La compagnie de quelqu’un de חמוץ (hamoutz), acariâtre, revêche, maussade, n’est pas une sinécure. Si un tel est d’humeur grincheuse, s’il « fait la tête », on dira en hébreu מחמיץ פנים (mahmitz panim) ou plus familièrement qu’il a une פרצוף חמוץ (partsouf hamoutz), littéralement : une tête aigre.
Le hametz doit donc être éliminé avant Pessah. On s’assurera la veille qu’il n’en reste plus en accomplissant scrupuleusement la בדיקת חמץ (bedikat hametz), soit l’examen méticuleux de tous les recoins de la maison pour être certain qu’elle n’en recèle plus une miette, avant de procéder le lendemain au ביעור חמץ (biour hametz), sa suppression, en le jetant au feu – שרפת חמץ (sréfat hametz).
Eliminé ce hametz, symbole de tous les manquements, de tous les ratages. Place maintenant au renouveau, au positif, à la bonne exploitation de chaque chose ! C’est justement ce qu’implique le mot מצה (matza).

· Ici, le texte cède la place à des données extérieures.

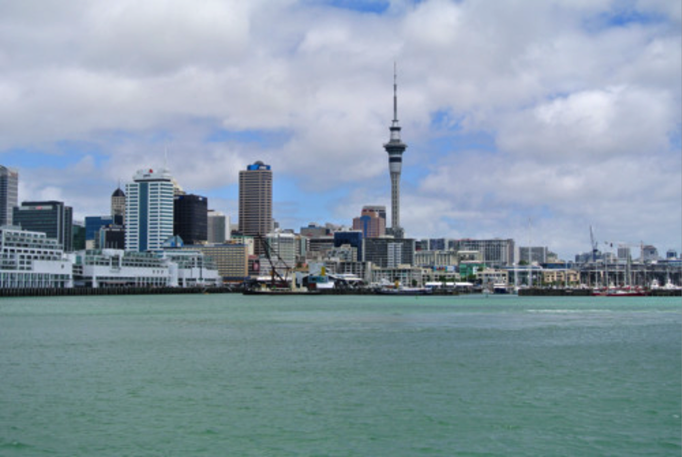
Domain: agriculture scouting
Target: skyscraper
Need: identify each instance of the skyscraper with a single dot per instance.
(52, 218)
(118, 206)
(218, 227)
(255, 201)
(371, 222)
(9, 195)
(149, 210)
(190, 220)
(395, 148)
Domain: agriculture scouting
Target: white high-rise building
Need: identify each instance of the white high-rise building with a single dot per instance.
(255, 202)
(149, 210)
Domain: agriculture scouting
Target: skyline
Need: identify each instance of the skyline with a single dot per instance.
(562, 113)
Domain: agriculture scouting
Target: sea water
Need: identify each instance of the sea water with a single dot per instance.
(233, 375)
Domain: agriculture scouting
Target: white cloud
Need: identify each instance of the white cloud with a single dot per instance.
(583, 114)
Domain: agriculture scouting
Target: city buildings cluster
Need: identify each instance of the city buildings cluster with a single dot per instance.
(158, 235)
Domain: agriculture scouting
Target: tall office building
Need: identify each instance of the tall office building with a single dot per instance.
(218, 227)
(118, 206)
(9, 194)
(371, 222)
(52, 218)
(149, 210)
(395, 148)
(190, 220)
(255, 201)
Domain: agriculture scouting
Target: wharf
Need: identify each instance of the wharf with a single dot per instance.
(79, 291)
(539, 292)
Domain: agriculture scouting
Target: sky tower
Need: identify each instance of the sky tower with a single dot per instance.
(395, 148)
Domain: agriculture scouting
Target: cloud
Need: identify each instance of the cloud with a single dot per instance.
(577, 102)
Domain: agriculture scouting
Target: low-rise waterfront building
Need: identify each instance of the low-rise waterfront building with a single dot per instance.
(30, 259)
(406, 275)
(119, 268)
(389, 252)
(495, 253)
(231, 259)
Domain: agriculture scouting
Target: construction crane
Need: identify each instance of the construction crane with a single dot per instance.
(594, 245)
(281, 281)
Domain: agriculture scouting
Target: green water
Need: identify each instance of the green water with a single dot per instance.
(218, 375)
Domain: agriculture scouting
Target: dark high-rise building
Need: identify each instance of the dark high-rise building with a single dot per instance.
(255, 201)
(395, 148)
(371, 222)
(78, 232)
(50, 217)
(118, 206)
(110, 237)
(190, 218)
(9, 194)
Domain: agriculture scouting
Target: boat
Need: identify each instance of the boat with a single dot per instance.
(501, 288)
(626, 291)
(404, 291)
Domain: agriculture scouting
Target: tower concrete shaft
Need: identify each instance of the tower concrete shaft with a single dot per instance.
(395, 148)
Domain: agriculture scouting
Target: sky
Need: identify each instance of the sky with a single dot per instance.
(533, 120)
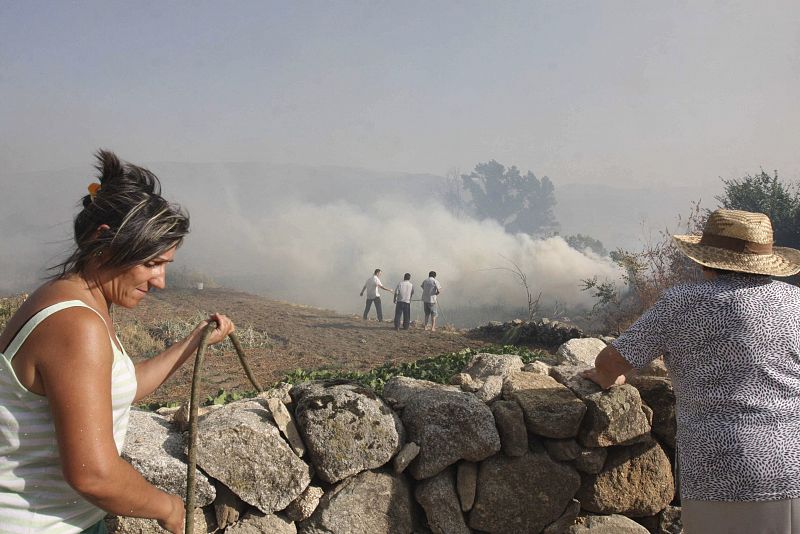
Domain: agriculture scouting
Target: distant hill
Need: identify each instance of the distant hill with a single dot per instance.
(623, 217)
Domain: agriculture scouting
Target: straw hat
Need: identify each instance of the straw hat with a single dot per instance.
(739, 241)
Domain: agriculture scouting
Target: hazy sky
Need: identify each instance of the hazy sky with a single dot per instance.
(594, 91)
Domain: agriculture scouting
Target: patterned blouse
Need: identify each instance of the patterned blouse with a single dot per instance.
(732, 347)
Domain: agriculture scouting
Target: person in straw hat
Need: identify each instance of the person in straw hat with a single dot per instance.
(731, 344)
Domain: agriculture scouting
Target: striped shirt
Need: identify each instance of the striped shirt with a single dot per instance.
(732, 347)
(34, 497)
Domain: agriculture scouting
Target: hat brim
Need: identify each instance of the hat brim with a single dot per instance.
(782, 262)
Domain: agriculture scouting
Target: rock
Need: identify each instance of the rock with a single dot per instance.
(606, 524)
(367, 502)
(655, 368)
(537, 367)
(657, 393)
(437, 496)
(302, 507)
(406, 455)
(154, 449)
(466, 484)
(564, 373)
(562, 524)
(399, 389)
(636, 481)
(285, 423)
(485, 365)
(280, 392)
(490, 389)
(591, 460)
(180, 417)
(465, 382)
(227, 506)
(448, 426)
(240, 446)
(203, 522)
(562, 450)
(669, 521)
(510, 423)
(254, 522)
(346, 428)
(613, 417)
(547, 487)
(580, 351)
(551, 410)
(648, 414)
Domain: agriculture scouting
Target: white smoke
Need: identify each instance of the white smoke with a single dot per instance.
(322, 254)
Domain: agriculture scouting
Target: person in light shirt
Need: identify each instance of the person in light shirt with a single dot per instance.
(430, 289)
(731, 344)
(402, 299)
(66, 382)
(372, 287)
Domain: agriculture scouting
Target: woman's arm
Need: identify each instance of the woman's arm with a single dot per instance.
(75, 372)
(152, 372)
(609, 368)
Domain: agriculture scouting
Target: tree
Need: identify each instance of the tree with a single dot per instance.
(769, 195)
(581, 242)
(521, 203)
(453, 195)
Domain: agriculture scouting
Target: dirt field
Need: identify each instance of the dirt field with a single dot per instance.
(301, 337)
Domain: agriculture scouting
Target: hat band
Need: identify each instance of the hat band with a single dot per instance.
(736, 245)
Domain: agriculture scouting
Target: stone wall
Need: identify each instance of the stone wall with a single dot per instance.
(504, 449)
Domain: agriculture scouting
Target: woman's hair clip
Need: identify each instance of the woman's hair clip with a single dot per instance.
(93, 189)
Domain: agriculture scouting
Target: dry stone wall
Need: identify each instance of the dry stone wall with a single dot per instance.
(505, 449)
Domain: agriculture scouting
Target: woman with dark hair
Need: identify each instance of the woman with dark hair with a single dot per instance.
(732, 347)
(66, 383)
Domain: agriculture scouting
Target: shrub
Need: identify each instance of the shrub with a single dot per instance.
(646, 275)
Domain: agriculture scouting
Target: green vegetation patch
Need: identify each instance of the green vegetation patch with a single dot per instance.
(437, 369)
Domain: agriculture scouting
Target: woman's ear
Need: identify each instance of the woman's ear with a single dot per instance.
(103, 228)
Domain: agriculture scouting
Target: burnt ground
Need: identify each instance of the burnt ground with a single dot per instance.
(301, 337)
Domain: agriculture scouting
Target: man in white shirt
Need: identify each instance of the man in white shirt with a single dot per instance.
(402, 298)
(430, 288)
(371, 286)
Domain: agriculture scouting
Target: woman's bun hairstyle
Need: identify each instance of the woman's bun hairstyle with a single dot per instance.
(141, 223)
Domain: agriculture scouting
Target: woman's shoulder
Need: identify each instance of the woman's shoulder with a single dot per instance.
(56, 292)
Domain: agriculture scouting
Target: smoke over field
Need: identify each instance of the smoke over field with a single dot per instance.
(322, 254)
(313, 236)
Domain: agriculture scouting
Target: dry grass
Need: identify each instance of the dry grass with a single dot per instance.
(8, 306)
(148, 340)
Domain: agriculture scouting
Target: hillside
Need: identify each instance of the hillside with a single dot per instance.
(296, 337)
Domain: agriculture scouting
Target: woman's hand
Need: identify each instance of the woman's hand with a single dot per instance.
(152, 372)
(224, 327)
(594, 376)
(175, 521)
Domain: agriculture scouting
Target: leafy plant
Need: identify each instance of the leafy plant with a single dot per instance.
(437, 369)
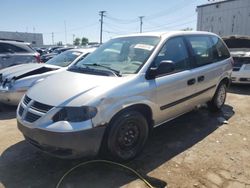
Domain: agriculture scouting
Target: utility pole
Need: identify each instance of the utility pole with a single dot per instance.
(73, 38)
(101, 13)
(141, 17)
(52, 35)
(65, 28)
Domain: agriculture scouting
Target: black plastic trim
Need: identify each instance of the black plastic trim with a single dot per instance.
(186, 98)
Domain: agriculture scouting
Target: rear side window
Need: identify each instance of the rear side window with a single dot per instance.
(220, 50)
(174, 50)
(9, 48)
(202, 49)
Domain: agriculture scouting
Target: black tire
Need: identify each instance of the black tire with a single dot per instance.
(219, 98)
(127, 134)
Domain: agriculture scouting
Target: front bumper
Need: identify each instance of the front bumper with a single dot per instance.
(11, 97)
(65, 144)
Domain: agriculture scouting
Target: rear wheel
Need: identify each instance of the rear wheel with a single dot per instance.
(219, 98)
(127, 135)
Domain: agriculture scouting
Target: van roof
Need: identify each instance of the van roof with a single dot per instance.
(169, 33)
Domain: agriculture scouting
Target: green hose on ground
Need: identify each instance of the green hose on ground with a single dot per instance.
(107, 162)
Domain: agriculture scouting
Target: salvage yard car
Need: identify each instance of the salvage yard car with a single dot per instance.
(16, 80)
(14, 52)
(112, 99)
(239, 47)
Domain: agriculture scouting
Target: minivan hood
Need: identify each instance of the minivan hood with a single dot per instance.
(240, 52)
(24, 70)
(64, 87)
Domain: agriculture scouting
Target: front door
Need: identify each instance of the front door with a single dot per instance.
(174, 90)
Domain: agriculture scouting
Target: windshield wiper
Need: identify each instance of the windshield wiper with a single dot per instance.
(116, 72)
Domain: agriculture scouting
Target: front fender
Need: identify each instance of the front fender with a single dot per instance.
(109, 107)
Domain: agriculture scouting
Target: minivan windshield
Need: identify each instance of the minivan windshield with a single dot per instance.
(124, 55)
(64, 59)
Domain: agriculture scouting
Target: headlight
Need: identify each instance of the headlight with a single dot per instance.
(75, 114)
(10, 84)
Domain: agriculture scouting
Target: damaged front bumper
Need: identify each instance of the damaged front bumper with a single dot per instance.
(72, 144)
(11, 97)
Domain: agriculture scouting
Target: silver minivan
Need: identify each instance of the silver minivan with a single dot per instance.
(112, 99)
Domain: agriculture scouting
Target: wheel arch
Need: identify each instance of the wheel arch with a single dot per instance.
(144, 109)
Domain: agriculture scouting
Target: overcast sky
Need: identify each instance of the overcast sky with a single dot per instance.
(81, 18)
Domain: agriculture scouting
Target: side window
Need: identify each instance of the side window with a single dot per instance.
(220, 50)
(202, 49)
(174, 50)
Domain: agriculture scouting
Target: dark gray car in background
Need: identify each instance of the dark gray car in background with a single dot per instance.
(15, 53)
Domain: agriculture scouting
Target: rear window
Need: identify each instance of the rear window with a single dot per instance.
(237, 43)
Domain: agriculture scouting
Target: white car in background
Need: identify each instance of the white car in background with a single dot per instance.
(16, 80)
(239, 47)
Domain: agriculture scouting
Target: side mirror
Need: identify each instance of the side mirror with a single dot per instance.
(165, 67)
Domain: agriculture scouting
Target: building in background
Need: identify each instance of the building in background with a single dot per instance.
(229, 17)
(35, 39)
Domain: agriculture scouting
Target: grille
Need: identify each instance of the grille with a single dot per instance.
(21, 109)
(26, 100)
(41, 107)
(30, 117)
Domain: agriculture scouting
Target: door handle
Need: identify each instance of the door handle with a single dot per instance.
(191, 81)
(201, 78)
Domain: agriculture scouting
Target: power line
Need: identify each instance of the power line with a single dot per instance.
(65, 29)
(52, 35)
(174, 26)
(141, 17)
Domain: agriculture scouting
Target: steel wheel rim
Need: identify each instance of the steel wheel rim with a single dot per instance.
(221, 96)
(128, 136)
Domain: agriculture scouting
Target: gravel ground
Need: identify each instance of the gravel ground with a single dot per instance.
(197, 149)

La matza de Pessah, pain qui n’a pas eu le temps de lever, évoque à la fois l’esclavage et la liberté. Notons toutefois que le même mot מצה apparaît aussi dans Isaïe (58 : 4) au sens de dissension, celle-ci étant sans doute possible dans toute situation.
Le verbe מיצה (mitsa), formé à partir de la même racine, signifie pressurer, exprimer (un fruit par exemple, le citron en particulier dont on a extrait le jus – מיץ (mitz) en hébreu – et donc par extension : exploiter au maximum, tirer de quelque chose tout ce qu’on peut, épuiser (un sujet, une activité), exploiter (ses talents, les ressources que l’on a). Selon la même logique, pousser la rigueur jusqu’au bout se dit מיצה את עומק הדין (mitsa èt omek hadin).
Et si quelqu’un quitte son travail, abandonne une activité, son train-train ou son conjoint car il n’a plus rien à découvrir ou à apporter, plus rien pour le faire vibrer, on dira : הוא מיצה את עצמו (mitsa èt atsmo), soit : il a tiré de lui-même tout ce qu’il avait à tirer. L’expression n’implique toutefois ni abandon ni fin. Elle sous-entend au contraire que c’est pour repartir de plus belle. Il y a toujours quelque chose à découvrir, nous rappelle l’hébreu chaque printemps!